When I was a kid I believed Vanna White was the Prettiest Woman on Earth. I didn’t believe it because I looked at her with a critical eye and drew my own conclusions. I was in basic agreement that she was a pretty lady, but I was mostly unmoved. She was no Daphne from Scooby Doo. And I had better things to worry about, like the tilt of my bicycle’s handlebars. How did Chad stand to have his so far forward? I didn’t know anything about ergonomics then, but I knew that setup, cool as it looked, wasn’t going to do me any favors.

I believed Vanna White was the Prettiest Woman on Earth like it was a job title, similar to Poet Laureate, in which she would be expected to show up and perform her gifts on special, or trying occasions in the country’s history. “We are going to war with Greece, and Billy Collins has prepared something. Someone call Vanna and see if she can come out and turn the pages for him.” I was a kid, and I didn’t understand how objectifying that picture was. Now I understand that professionally beautiful people do more than just stand there. They are also great for raising awareness of causes on which homelier folks are struggling to keep people focused.

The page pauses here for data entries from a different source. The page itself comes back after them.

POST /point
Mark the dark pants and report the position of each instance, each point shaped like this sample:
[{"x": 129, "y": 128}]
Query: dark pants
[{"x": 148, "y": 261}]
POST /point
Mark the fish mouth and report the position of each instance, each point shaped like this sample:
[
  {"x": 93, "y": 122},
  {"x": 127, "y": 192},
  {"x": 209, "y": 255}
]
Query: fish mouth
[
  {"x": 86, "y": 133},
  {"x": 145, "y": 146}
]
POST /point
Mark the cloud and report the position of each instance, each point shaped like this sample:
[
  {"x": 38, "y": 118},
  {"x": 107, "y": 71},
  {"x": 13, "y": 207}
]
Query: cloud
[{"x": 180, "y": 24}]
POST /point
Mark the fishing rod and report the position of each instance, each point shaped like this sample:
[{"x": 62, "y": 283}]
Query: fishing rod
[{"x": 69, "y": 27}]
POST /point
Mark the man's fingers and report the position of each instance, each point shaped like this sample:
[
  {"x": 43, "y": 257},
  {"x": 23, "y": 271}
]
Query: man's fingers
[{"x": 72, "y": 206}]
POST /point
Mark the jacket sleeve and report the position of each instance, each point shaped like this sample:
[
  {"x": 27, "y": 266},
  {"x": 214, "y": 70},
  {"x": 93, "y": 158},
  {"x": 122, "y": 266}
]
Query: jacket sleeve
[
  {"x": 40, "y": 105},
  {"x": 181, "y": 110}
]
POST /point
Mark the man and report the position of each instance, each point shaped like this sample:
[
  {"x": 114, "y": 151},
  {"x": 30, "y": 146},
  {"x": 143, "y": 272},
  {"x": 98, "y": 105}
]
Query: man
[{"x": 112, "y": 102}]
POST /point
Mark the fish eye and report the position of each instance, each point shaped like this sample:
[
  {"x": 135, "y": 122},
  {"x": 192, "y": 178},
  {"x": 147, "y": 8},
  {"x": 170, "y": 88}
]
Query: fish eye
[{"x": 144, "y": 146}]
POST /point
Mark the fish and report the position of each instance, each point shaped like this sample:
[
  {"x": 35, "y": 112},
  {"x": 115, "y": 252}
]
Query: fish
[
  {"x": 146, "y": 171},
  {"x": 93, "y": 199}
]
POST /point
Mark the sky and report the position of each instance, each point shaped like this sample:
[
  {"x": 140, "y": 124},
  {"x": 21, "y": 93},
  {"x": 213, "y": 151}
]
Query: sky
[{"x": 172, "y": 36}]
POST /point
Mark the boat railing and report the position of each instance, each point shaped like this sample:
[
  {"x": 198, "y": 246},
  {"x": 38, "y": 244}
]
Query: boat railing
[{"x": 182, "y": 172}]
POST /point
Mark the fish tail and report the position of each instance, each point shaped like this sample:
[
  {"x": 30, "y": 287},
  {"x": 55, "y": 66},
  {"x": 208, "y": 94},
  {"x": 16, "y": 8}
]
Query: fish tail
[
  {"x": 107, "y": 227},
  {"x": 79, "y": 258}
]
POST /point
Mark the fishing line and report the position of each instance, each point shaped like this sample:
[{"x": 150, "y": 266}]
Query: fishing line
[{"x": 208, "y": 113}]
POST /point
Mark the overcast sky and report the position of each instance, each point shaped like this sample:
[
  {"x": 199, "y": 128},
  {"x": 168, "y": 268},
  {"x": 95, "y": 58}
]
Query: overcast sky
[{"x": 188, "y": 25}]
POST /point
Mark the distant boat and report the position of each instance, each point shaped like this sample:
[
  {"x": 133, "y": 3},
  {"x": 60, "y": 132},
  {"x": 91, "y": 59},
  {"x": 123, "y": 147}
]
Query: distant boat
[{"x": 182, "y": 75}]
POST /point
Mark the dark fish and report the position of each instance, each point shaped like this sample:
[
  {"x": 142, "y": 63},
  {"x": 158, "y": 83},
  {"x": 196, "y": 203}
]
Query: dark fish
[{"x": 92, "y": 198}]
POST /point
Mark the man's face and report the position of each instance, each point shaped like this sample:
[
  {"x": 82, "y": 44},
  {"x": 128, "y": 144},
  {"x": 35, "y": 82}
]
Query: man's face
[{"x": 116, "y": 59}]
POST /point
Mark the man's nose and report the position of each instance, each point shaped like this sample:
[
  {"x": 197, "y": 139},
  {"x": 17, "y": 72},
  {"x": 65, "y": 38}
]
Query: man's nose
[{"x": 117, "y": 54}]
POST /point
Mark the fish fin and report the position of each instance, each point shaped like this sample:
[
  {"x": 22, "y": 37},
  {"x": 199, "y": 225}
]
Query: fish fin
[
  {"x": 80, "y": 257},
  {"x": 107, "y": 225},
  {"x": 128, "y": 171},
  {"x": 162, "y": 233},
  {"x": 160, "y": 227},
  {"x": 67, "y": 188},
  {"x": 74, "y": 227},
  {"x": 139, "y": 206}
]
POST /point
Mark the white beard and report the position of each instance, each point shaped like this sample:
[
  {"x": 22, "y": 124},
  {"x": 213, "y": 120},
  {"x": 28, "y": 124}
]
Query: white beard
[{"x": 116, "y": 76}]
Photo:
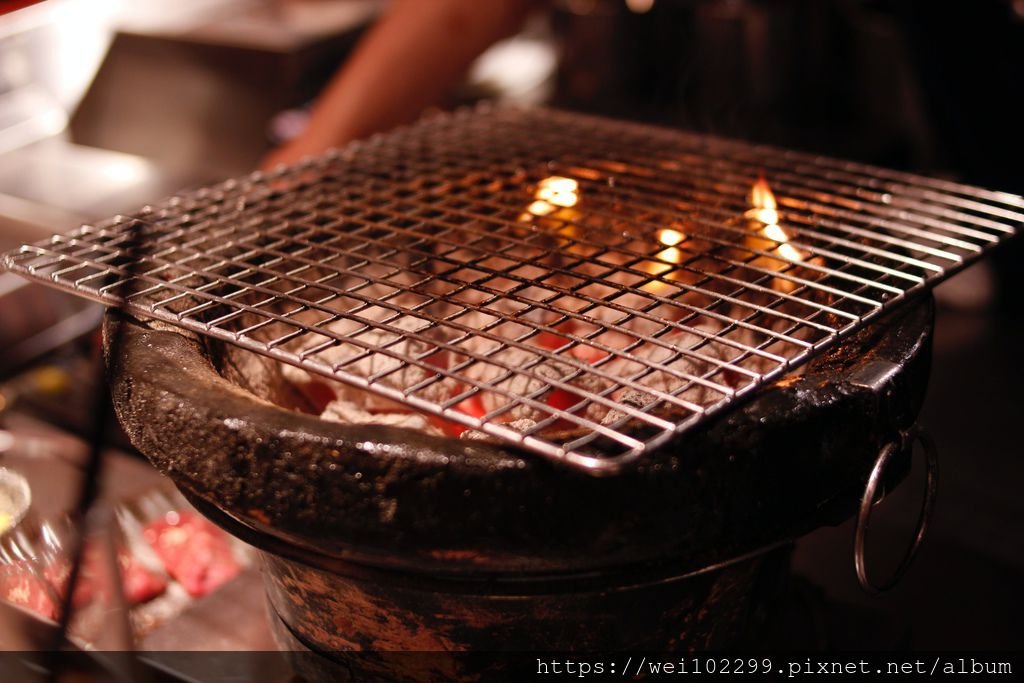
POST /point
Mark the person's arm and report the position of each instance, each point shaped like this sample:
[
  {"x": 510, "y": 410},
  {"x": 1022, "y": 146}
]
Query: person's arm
[{"x": 416, "y": 51}]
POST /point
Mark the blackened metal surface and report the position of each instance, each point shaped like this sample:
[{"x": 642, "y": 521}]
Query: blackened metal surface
[{"x": 794, "y": 458}]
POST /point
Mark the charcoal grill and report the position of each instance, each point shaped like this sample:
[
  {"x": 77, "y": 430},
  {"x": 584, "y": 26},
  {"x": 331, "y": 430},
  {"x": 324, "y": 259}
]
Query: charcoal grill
[
  {"x": 435, "y": 266},
  {"x": 471, "y": 251}
]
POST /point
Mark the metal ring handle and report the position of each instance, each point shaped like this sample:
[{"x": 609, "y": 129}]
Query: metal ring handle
[{"x": 870, "y": 491}]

I must have heard an adult say it at some point, that Vanna White was the Prettiest Woman on Earth, and just accepted it. Most adults I knew seemed to grasp the complicated things of life firmly and easily, like how the government, or the church worked, and that just about everyone was doing both of those things terribly wrong. If they were right about that stuff, surely I could trust them to keep me up to date on the planet’s currently Prettiest Woman. Why would I question it?

Besides, I had to figure out if I wanted to look like a jerk on my bike, or be cool and uncomfortable. I opted to look like a jerk, but I still ended up uncomfortable, generally speaking.